Time-zero current-voltage characteristics and time-dependent current behavior of metal-ferroelectric-metal (Pt-PZT-Pt) capacitor structures have been studied. Under constant-voltage stressing, the current density through the 1500-Å-thick lead-zirconate-titanate (PZT) film exhibits a power-law dependence on time, with the exponent (∼0.33) independent of temperature and voltage. Electrode material dependence of current density indicates that the conventional model of trap-limited single-carrier injection over nonblocking contacts is inadequate to explain the time-zero current. A change in top electrode material from Pt to In leads to the observation of work-function-driven Schottky contacts between the metal and ferroelectric.
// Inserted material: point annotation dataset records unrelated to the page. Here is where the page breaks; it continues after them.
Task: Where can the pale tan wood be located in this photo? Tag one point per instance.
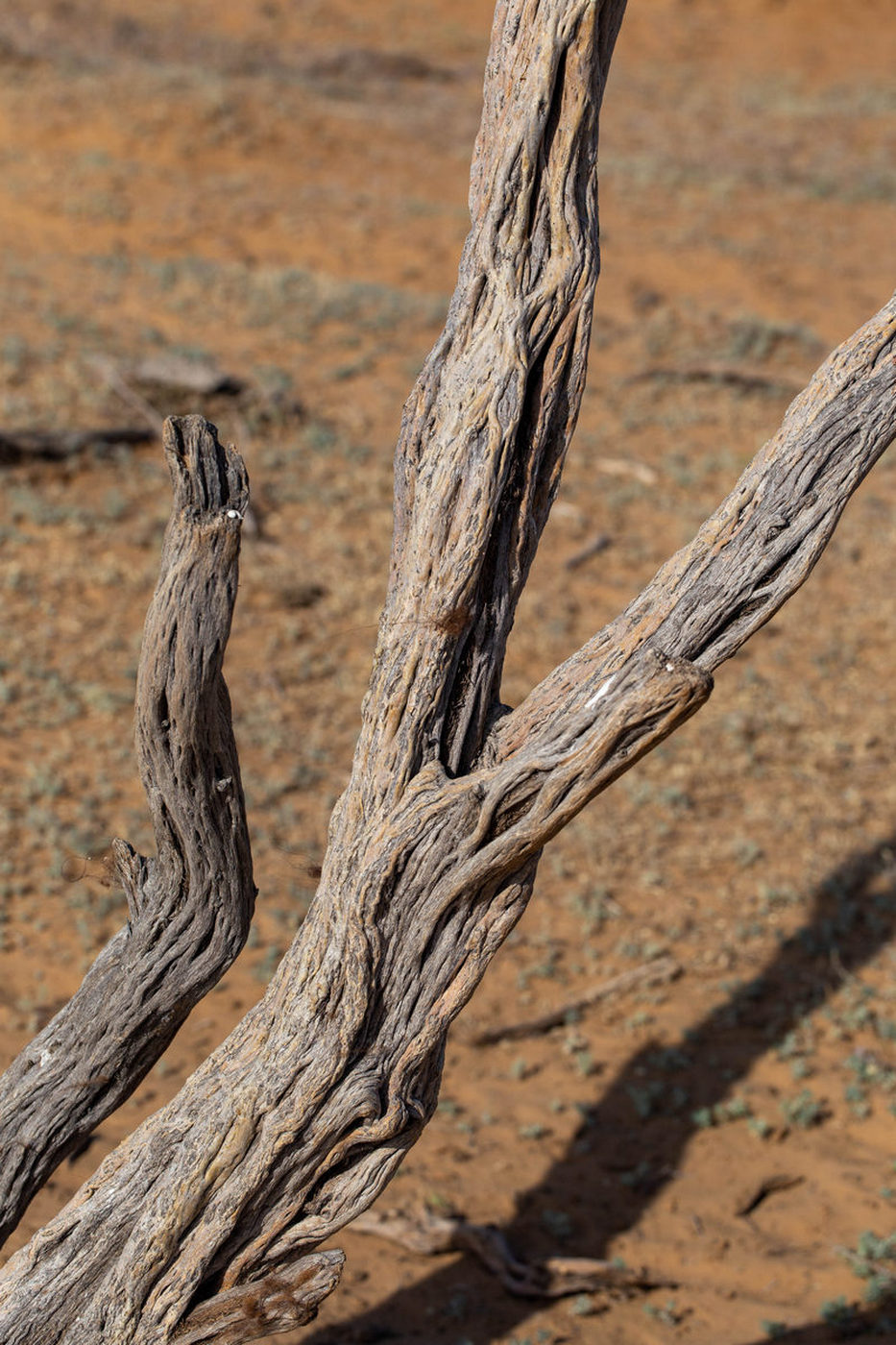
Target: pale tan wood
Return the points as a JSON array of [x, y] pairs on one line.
[[204, 1224]]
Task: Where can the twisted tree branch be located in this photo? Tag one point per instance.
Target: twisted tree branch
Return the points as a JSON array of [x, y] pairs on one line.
[[190, 907], [213, 1210]]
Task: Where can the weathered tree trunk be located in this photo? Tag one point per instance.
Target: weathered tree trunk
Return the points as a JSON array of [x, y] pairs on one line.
[[190, 908], [204, 1224]]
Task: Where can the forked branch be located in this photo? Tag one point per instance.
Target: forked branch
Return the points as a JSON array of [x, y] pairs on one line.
[[190, 907], [204, 1224]]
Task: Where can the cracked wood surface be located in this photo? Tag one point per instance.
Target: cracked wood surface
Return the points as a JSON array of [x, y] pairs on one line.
[[204, 1224], [190, 907]]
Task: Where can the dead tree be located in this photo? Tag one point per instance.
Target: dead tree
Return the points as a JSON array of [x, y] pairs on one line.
[[204, 1226]]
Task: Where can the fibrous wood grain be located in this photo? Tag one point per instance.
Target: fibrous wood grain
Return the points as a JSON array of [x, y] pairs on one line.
[[190, 907], [296, 1123]]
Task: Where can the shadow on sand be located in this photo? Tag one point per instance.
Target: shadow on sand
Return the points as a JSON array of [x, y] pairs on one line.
[[848, 924]]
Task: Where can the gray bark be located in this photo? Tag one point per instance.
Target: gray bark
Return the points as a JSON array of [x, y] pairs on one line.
[[190, 908], [205, 1223]]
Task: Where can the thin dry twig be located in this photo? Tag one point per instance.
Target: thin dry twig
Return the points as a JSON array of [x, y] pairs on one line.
[[650, 974], [554, 1277]]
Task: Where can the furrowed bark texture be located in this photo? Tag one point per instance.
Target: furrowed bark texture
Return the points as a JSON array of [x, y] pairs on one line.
[[188, 908], [204, 1224]]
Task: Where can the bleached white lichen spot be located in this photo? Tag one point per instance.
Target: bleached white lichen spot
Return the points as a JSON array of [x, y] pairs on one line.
[[600, 692]]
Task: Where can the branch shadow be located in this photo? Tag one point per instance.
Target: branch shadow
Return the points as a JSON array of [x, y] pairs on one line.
[[848, 924]]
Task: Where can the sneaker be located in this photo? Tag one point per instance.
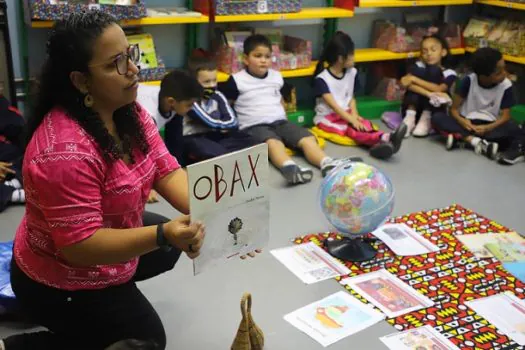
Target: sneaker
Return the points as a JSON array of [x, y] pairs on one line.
[[451, 143], [383, 150], [489, 149], [423, 126], [337, 161], [410, 123], [294, 175], [396, 137], [515, 154]]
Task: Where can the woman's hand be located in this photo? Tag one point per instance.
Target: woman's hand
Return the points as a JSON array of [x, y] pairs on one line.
[[185, 235], [466, 124], [152, 197], [356, 122], [5, 168], [407, 80]]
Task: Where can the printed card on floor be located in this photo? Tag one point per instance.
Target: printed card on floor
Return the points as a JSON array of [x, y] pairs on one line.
[[229, 194], [388, 293], [507, 252], [505, 311], [476, 243], [334, 318], [423, 338], [310, 263], [403, 240]]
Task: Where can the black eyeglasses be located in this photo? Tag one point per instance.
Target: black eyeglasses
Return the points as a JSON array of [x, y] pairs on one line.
[[122, 61]]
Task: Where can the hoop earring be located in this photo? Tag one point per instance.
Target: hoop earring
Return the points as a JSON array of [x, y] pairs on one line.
[[88, 101]]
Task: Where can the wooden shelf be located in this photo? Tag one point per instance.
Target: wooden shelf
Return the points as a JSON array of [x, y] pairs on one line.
[[508, 58], [507, 4], [147, 21], [306, 13], [373, 55], [361, 56], [411, 3]]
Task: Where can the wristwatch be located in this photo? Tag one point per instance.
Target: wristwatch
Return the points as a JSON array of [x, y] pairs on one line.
[[162, 242]]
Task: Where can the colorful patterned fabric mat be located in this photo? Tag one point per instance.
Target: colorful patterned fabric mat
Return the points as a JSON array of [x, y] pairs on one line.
[[448, 277]]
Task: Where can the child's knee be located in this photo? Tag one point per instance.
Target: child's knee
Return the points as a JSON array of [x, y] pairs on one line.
[[309, 141]]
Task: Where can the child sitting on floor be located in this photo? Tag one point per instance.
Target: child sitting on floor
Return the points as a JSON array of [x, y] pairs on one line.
[[336, 109], [480, 113], [256, 92], [211, 129], [428, 86]]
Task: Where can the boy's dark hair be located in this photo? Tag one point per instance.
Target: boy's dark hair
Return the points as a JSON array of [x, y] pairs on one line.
[[180, 85], [255, 40], [200, 63], [484, 61], [442, 41], [341, 44], [444, 45]]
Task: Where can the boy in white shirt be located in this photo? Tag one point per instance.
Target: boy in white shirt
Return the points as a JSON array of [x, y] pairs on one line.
[[256, 92], [480, 113]]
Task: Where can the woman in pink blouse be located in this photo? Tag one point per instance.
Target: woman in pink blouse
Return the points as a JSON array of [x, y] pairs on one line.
[[92, 159]]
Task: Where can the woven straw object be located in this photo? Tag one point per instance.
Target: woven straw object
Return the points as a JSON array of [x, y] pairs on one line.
[[249, 336]]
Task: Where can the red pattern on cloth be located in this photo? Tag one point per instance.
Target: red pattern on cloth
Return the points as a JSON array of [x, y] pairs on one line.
[[449, 277], [72, 192]]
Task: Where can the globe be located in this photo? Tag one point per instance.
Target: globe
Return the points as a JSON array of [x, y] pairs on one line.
[[356, 198]]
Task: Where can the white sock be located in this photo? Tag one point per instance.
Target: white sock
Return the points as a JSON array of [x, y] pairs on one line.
[[13, 183], [410, 117], [18, 196], [425, 115], [475, 140], [326, 160]]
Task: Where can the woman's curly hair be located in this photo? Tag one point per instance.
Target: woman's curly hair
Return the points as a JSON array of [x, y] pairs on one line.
[[69, 49]]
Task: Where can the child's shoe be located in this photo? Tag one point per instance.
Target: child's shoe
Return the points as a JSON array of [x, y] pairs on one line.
[[424, 126], [453, 142], [396, 137], [382, 150], [489, 149], [332, 164], [295, 175], [515, 154], [410, 123]]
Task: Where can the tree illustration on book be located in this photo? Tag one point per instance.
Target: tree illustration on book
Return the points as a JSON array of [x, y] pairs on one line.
[[234, 227]]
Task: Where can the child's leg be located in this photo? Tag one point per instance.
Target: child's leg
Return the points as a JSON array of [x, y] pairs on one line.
[[504, 134], [201, 147], [236, 140], [298, 137], [366, 138], [277, 154]]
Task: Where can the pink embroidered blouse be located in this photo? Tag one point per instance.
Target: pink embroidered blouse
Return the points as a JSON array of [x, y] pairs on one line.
[[72, 192]]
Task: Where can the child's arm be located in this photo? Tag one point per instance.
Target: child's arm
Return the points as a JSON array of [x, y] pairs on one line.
[[351, 118], [454, 112], [428, 86], [506, 103], [322, 90], [230, 90]]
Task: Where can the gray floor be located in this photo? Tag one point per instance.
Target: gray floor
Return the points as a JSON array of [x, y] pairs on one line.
[[203, 312]]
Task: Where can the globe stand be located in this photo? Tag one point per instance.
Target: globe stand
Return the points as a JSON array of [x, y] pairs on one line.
[[350, 249]]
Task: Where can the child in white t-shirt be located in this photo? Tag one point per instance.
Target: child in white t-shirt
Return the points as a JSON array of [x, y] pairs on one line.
[[256, 93], [336, 109]]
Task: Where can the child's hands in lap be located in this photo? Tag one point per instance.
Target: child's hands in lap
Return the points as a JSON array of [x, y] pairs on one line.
[[357, 123], [407, 80]]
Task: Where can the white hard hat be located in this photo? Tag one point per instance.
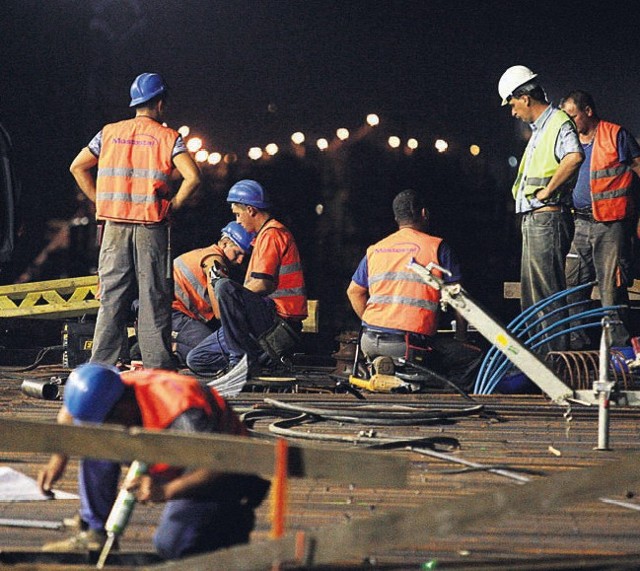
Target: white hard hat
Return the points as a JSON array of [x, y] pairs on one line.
[[514, 77]]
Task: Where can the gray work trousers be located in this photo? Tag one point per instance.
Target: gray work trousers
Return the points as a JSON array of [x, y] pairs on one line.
[[599, 251], [133, 264], [545, 242]]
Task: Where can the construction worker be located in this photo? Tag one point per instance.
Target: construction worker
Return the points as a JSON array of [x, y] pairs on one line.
[[205, 510], [605, 212], [273, 299], [399, 312], [542, 191], [9, 198], [136, 159], [195, 308]]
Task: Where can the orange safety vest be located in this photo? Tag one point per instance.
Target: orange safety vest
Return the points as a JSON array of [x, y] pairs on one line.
[[611, 181], [275, 248], [162, 396], [399, 298], [191, 296], [134, 170]]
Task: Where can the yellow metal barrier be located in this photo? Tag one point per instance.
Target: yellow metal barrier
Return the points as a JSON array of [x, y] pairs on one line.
[[53, 299], [74, 297]]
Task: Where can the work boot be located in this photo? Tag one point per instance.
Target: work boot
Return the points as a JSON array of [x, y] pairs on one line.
[[83, 541]]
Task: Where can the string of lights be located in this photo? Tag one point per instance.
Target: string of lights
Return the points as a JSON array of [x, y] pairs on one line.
[[206, 156]]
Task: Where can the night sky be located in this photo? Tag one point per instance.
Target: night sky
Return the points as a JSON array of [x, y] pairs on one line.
[[249, 72]]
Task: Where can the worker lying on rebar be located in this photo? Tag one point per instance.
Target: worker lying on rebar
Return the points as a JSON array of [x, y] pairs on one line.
[[194, 307], [399, 311], [205, 510]]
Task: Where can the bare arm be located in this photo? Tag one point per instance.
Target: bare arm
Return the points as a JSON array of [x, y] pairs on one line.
[[81, 168], [207, 264], [54, 469], [358, 297], [567, 168], [190, 179], [190, 484]]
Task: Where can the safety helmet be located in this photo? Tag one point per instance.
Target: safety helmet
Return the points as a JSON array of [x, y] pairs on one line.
[[516, 76], [239, 236], [249, 192], [145, 87], [91, 391]]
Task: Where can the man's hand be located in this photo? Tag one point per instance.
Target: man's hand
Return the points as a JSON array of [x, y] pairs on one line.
[[217, 272], [49, 475], [146, 489]]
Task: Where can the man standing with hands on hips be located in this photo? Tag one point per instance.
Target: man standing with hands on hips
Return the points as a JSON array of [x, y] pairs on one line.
[[135, 161], [542, 190]]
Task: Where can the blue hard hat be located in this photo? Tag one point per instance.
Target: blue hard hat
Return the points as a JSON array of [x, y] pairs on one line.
[[145, 87], [91, 391], [239, 236], [249, 192]]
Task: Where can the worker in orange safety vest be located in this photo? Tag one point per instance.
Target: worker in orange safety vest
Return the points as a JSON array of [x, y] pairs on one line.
[[605, 214], [399, 311], [195, 309], [136, 161]]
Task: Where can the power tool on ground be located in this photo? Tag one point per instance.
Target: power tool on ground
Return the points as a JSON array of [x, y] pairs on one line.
[[121, 511]]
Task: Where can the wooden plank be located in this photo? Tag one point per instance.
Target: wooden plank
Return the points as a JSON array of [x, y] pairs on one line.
[[222, 452], [511, 290], [435, 518]]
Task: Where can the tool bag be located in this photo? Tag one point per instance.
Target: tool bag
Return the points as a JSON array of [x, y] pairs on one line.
[[278, 340]]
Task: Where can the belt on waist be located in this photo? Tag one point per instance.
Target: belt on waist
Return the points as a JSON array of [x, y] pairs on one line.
[[551, 208], [384, 335]]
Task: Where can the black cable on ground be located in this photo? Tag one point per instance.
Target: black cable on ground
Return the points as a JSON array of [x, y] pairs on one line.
[[371, 414], [39, 357]]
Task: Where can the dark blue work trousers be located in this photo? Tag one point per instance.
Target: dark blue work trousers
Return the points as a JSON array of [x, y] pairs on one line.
[[244, 316], [187, 526]]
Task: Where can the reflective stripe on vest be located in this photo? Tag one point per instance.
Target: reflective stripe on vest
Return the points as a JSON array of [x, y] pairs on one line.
[[543, 163], [191, 295], [398, 298], [134, 170], [611, 181]]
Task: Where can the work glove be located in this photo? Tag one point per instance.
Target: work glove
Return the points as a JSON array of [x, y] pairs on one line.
[[216, 273]]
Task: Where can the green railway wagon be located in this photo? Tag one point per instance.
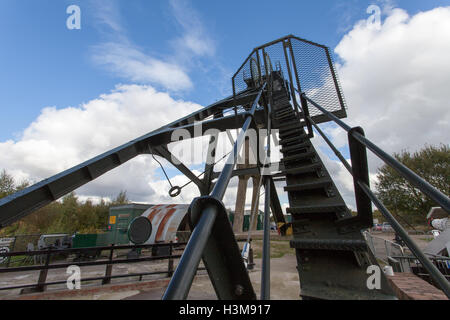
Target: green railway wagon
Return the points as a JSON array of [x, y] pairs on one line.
[[119, 220], [246, 223]]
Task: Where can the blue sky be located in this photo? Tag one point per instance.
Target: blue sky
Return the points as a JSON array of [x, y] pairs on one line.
[[43, 63], [132, 61]]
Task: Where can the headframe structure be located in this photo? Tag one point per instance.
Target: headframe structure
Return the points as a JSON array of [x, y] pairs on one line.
[[289, 85]]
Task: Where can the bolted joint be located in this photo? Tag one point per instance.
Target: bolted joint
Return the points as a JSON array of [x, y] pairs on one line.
[[198, 206]]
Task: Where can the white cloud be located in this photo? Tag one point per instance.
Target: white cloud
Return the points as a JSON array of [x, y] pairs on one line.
[[396, 82], [62, 138]]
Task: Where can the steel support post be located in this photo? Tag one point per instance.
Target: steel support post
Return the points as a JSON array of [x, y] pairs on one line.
[[265, 274], [213, 240]]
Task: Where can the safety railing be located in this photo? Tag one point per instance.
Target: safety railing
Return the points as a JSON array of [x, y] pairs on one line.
[[364, 196], [49, 259], [403, 263]]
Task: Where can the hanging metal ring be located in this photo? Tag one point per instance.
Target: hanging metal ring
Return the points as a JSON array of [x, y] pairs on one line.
[[174, 191]]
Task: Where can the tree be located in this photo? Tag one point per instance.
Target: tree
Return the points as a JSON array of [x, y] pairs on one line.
[[67, 215], [7, 184], [398, 195], [121, 198]]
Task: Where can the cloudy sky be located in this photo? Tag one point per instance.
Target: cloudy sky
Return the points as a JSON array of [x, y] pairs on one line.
[[69, 95]]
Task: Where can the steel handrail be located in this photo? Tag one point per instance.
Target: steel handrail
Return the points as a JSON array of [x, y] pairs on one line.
[[435, 194], [423, 185]]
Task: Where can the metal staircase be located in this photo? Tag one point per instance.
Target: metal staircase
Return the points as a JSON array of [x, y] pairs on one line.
[[328, 260], [301, 92]]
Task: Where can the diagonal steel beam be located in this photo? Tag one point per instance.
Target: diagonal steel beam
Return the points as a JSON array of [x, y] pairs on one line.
[[166, 154], [18, 205]]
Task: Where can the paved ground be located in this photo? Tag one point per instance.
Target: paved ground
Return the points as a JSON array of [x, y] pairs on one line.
[[284, 278]]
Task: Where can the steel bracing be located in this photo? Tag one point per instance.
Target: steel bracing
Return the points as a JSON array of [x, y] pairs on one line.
[[288, 86]]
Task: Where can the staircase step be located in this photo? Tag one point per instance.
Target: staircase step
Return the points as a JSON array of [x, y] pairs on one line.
[[285, 118], [330, 244], [296, 125], [318, 184], [293, 139], [303, 169], [284, 111], [288, 133], [316, 209], [298, 156], [296, 147]]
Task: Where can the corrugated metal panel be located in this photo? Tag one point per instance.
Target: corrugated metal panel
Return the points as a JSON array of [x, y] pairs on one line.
[[165, 221]]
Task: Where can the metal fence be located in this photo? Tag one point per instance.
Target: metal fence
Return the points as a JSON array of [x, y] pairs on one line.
[[46, 260], [307, 66]]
The current-voltage characteristics fit a two-carrier injection metal-semiconductor-metal model incorporating blocking contacts, with distinct low- and high-current regimes (PZT is assumed to be p-type and trap-free in this model). Temperature-dependent I-V measurements indicate a Pt-PZT barrier height of 0.6 eV and an acceptor doping level of ∼1018 cm−3 in PZT. The implications of this model on the optimization of ferroelectric capacitors for dynamic random access memory applications are discussed.